Firstly he suggested that the time had come to “deepen strategic co-operation on the basis of mutual political trust”. In practical terms for China this means increasing the number of high-level contacts, establishing government to government consultation mechanisms, greater dialogue between legislatures, political parties and local governments, and the launching of a bilateral cooperation forum. Mr Wen also made clear China would like rapidly to set up a regular foreign ministers' dialogue mechanism with the CELAC (The Community of Latin American and Caribbean States, which excludes the US, Canada and non-independent nations in the region) and to explore a China-CELAC meeting at the level of Heads of Government.
Secondly, he said that China wanted to expand its economic cooperation and trade. In a proposal with important geo-strategic implications for the Hemisphere and the wider world he suggested that both sides might work together internationally as developing countries, opening markets to each other, and making efforts in the next five years to significantly increase bilateral trade.

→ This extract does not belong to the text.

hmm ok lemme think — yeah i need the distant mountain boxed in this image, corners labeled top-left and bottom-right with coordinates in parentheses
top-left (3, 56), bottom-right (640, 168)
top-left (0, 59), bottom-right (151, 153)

In this latter context he indicated that China wanted to buy more manufactured goods and high value-added products to achieve balanced and sustainable trade. He spoke too about enhancing funds for investment; a special loan fund of US$10 billion to facilitate infrastructure development; and encouraging ‘competitive and reputable’ Chinese companies to invest.
Thirdly, Mr Wen also spoke about the challenge of food security, an issue that will become more pressing as the full impact of the drought in the US on world prices become apparent. He suggested a number of measures. China, he said, will propose a joint agricultural ministers' forum in 2013; will make available an emergency food reserve; will set up a special fund for agricultural cooperation; and adopt other measures aimed at supporting increased food production.

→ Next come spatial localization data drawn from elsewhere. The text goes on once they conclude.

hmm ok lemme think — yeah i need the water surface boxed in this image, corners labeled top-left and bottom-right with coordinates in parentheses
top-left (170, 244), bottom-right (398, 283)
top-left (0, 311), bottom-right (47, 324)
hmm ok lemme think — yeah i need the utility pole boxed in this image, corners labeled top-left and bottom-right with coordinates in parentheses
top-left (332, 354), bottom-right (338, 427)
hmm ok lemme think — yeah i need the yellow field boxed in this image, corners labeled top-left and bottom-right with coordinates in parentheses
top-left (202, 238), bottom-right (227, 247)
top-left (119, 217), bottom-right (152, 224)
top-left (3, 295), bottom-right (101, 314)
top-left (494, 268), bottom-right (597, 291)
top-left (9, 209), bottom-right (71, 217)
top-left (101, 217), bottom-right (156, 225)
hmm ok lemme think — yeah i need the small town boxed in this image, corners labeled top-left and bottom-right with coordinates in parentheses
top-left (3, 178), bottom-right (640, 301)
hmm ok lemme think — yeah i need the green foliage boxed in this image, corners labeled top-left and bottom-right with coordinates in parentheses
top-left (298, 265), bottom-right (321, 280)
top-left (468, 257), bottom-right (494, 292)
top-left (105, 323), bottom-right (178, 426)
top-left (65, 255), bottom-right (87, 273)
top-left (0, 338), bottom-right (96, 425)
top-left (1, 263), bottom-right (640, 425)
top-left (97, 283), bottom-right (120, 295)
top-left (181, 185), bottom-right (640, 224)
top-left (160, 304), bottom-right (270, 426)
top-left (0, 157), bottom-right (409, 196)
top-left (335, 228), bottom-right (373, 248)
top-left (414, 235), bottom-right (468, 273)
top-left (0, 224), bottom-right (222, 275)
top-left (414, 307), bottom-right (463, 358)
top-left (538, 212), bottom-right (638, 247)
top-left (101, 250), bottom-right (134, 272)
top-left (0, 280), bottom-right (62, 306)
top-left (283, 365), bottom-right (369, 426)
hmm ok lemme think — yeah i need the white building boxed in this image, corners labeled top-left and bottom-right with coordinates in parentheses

Finally, he made clear that China wants to enhance people-to-people relations through cultural exchanges to as he put it “pass on our friendship from generation to generation”. Practically this will mean cooperation in education, culture, media, sports, tourism, airlift and in other fields.

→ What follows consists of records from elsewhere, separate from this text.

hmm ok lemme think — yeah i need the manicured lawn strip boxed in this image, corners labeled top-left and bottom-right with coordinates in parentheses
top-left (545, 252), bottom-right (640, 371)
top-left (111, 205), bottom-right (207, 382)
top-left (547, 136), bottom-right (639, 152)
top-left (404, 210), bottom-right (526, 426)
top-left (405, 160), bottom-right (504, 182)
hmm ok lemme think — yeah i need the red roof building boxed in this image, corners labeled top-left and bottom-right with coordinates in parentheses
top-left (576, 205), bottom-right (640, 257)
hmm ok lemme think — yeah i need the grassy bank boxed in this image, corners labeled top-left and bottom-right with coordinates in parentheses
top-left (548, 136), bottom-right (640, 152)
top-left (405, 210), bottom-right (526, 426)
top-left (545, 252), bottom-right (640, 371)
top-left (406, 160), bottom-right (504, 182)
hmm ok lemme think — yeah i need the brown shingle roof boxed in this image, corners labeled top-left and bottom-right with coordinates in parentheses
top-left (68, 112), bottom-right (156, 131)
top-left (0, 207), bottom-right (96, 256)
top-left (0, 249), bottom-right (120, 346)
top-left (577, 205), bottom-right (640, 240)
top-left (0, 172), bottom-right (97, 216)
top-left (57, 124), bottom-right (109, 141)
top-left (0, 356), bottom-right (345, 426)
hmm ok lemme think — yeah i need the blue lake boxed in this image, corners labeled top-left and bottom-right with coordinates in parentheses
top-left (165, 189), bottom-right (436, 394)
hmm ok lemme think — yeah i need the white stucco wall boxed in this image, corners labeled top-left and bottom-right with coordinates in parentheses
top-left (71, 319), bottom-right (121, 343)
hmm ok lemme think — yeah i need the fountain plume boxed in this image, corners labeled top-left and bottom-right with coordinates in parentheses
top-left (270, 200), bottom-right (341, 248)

Mr Wen spoke throughout about Latin America and the Caribbean as a single strategic entity, making clear that China wishes to significantly deepen its association.
What is being proposed implies ties that go far beyond present levels of investment, trade and development assistance. It suggests the need for deeper public engagement with the ways in which Governments intend re- balancing traditional and newer relationships as political, economic and development ties with China grow. It may also require consideration of the extent to which China’s closer involvement with nations in seas near to the US might affect the thinking of future US Administrations; resolution of Cariforum and Caricom’s divided relationship between China and Taiwan; determination of the balance between economic necessity and philosophy in a deeper relationship; and a focus on the social, economic and cultural effect of a more fundamental relationship.
There can be little doubt that China has an important future role in the Caribbean and shares much of the regions thinking. A further column will consider in more detail the implications of these issues.
For now, however, the remarks of China’s Premier, Wen Jiabao, provide some clarity as to what it is that China hopes for in a deeper relationship with the Caribbean and with Latin America.